Most presidents like to "work the crowd" on foreign visits, and Bush was no different, but an episode on a foreign trip to the Republic of Georgia a year earlier was still heavily on their minds of the administration and the US Secret Service, the presidents’ special praetorian guard.
In May 2005, a man named Vladimir Arutyunian threw a hand grenade at Bush and Georgian President Mikheil Saakashvili while they were addressing a large crowd in Tbilisi. When Bush began speaking, Arutyunian threw the grenade, which landed near Saakashvilli and the two first ladies. However, the grenade was wrapped with a handkerchief which prevented the firing pin from working, and the grenade did not explode.
After an intensive manhunt involving both the American FBI and the Georgian security services, Arutyunian was apprehended, but not before he shot and killed the head of the Georgian Interior Ministry’s counterintelligence department. A variety of explosives and chemical-making equipment was found in Arutyunian flat, and he is now serving a life sentence.
When Bush visited Estonia, a member of Bush’s advance team, when asked about the lack of a public speech, brought up the incident in Georgia as the primary reason.
President Obama and his entourage normally travel in a group of 20 to 30 vehicles, which will include his staff, security, members of the traveling press corps, and VIPs.
The major members travel in limousines that are essentially tanks on wheels. They are up-armored to withstand machine gun fire, a hit from a rocket-propelled grenade, or the blast of an improvised explosive. They also include other classified defensive countermeasures. At least two have arrived in Tallinn and have driven various routes through Old Town this weekend, in an attempt to prevent episodes like this.
In case of an emergency, escape routes will have been planned beforehand, and members of the US Secret Service, who have been working for weeks on preparations with the ministries of Interior and Defense and local law enforcement, will be present at all times. Sharpshooters will be posted on buildings.

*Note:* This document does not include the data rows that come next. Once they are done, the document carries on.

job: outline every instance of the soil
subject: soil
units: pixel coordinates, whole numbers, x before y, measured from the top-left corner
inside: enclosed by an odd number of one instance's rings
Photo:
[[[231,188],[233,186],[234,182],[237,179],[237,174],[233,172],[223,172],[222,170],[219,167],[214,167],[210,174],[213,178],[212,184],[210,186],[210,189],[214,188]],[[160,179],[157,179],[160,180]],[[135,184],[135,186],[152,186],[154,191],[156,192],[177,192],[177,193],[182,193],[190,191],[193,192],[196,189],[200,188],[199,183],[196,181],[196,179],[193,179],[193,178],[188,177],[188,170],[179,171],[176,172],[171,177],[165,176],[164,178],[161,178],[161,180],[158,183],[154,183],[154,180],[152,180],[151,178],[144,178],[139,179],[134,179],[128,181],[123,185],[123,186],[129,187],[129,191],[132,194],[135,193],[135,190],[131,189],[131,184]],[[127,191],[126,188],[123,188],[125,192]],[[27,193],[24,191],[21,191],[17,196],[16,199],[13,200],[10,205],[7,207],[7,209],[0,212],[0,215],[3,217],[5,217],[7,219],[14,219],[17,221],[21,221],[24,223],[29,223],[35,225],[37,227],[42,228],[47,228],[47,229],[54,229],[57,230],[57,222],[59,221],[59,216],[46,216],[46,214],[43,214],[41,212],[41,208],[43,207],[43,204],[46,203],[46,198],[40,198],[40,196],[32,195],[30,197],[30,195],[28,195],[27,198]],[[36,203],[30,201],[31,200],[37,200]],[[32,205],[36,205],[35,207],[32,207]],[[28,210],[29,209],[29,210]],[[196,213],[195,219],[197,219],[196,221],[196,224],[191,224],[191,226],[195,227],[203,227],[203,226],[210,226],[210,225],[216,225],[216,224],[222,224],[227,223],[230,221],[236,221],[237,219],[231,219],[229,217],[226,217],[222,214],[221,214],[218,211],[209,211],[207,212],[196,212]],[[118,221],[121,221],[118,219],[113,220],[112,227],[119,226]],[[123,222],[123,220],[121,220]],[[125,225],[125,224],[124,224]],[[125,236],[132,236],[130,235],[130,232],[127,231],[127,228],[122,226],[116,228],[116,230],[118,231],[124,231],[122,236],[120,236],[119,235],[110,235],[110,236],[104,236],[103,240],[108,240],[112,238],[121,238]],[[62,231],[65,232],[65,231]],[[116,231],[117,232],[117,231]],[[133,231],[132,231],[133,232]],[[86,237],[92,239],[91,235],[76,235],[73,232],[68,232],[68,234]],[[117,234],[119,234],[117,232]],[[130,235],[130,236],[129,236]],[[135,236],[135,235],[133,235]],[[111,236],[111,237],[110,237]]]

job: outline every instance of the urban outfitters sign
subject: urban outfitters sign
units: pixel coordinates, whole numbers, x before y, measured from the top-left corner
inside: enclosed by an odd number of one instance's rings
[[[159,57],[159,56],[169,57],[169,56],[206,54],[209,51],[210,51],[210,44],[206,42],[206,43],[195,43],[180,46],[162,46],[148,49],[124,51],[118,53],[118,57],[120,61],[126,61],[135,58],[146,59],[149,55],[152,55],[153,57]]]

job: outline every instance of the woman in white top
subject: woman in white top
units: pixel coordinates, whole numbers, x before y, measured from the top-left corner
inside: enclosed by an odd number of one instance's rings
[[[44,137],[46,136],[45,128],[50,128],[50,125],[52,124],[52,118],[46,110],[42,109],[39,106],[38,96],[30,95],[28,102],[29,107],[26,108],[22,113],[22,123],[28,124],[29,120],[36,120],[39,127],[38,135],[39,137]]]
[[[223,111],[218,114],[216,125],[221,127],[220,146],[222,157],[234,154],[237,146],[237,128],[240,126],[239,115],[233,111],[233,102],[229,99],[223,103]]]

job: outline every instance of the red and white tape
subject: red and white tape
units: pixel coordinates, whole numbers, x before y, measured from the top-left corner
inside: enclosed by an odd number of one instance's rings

So will radar that can spot incoming flying threats, along with groups equipped with Stinger anti-aircraft missiles for those who try to defeat the no-fly zone that will be instituted Wednesday around Tallinn.
So if you are stopped short of your destination Wednesday by the congested traffic, the road blockages between the airport, Swissotel, Kadriorg and Stenbock House, you can marvel at all the moving parts in play that are trying to turn Obama’s bi- and multilateral meetings and speech into something memorable in the history of Estonia, instead of something that would be memorable for much different reasons.
It's the cost the country bears to be a player at the highest level.